[<prev] [next>] [<thread-prev] [thread-next>] [day] [month] [year] [list]
Message-ID: <aYsOV7Q5FTWo+6/x@yzhao56-desk.sh.intel.com>
Date: Tue, 10 Feb 2026 18:54:15 +0800
From: Yan Zhao <yan.y.zhao@...el.com>
To: Sean Christopherson <seanjc@...gle.com>
CC: Thomas Gleixner <tglx@...nel.org>, Ingo Molnar <mingo@...hat.com>,
Borislav Petkov <bp@...en8.de>, Dave Hansen <dave.hansen@...ux.intel.com>,
<x86@...nel.org>, Kiryl Shutsemau <kas@...nel.org>, Paolo Bonzini
<pbonzini@...hat.com>, <linux-kernel@...r.kernel.org>,
<linux-coco@...ts.linux.dev>, <kvm@...r.kernel.org>, Kai Huang
<kai.huang@...el.com>, Rick Edgecombe <rick.p.edgecombe@...el.com>, "Vishal
Annapurve" <vannapurve@...gle.com>, Ackerley Tng <ackerleytng@...gle.com>,
Sagi Shahar <sagis@...gle.com>, Binbin Wu <binbin.wu@...ux.intel.com>,
Xiaoyao Li <xiaoyao.li@...el.com>, Isaku Yamahata <isaku.yamahata@...el.com>
Subject: Re: [RFC PATCH v5 08/45] KVM: x86/mmu: Propagate mirror SPTE removal
to S-EPT in handle_changed_spte()
On Fri, Feb 06, 2026 at 09:41:38AM -0800, Sean Christopherson wrote:
> On Fri, Feb 06, 2026, Yan Zhao wrote:
> > On Thu, Feb 05, 2026 at 02:33:16PM -0800, Sean Christopherson wrote:
> > > On Thu, Feb 05, 2026, Yan Zhao wrote:
> > > > > > > if (was_present && !was_leaf &&
> > > > > > > (is_leaf || !is_present || WARN_ON_ONCE(pfn_changed)))

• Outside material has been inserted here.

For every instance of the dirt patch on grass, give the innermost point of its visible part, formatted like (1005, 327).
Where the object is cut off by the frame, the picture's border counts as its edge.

> > > > > > > handle_removed_pt(kvm, spte_to_child_pt(old_spte, level), shared);
> > > > > > > + else if (was_leaf && is_mirror_sptep(sptep) && !is_leaf)
> > > > > > Should we check !is_present instead of !is_leaf?
> > > > > > e.g. a transition from a present leaf entry to a present non-leaf entry could
> > > > > > also trigger this if case.
> > > > >
> > > > > No, the !is_leaf check is very intentional. At this point in the series, S-EPT
> > > > > doesn't support hugepages. If KVM manages to install a leaf SPTE and replaces
> > > > > that SPTE with a non-leaf SPTE, then we absolutely want the KVM_BUG_ON() in
> > > > > tdx_sept_remove_private_spte() to fire:
> > > > >
> > > > > /* TODO: handle large pages. */
> > > > > if (KVM_BUG_ON(level != PG_LEVEL_4K, kvm))
> > > > > return -EIO;
> > > > But the op is named remove_external_spte().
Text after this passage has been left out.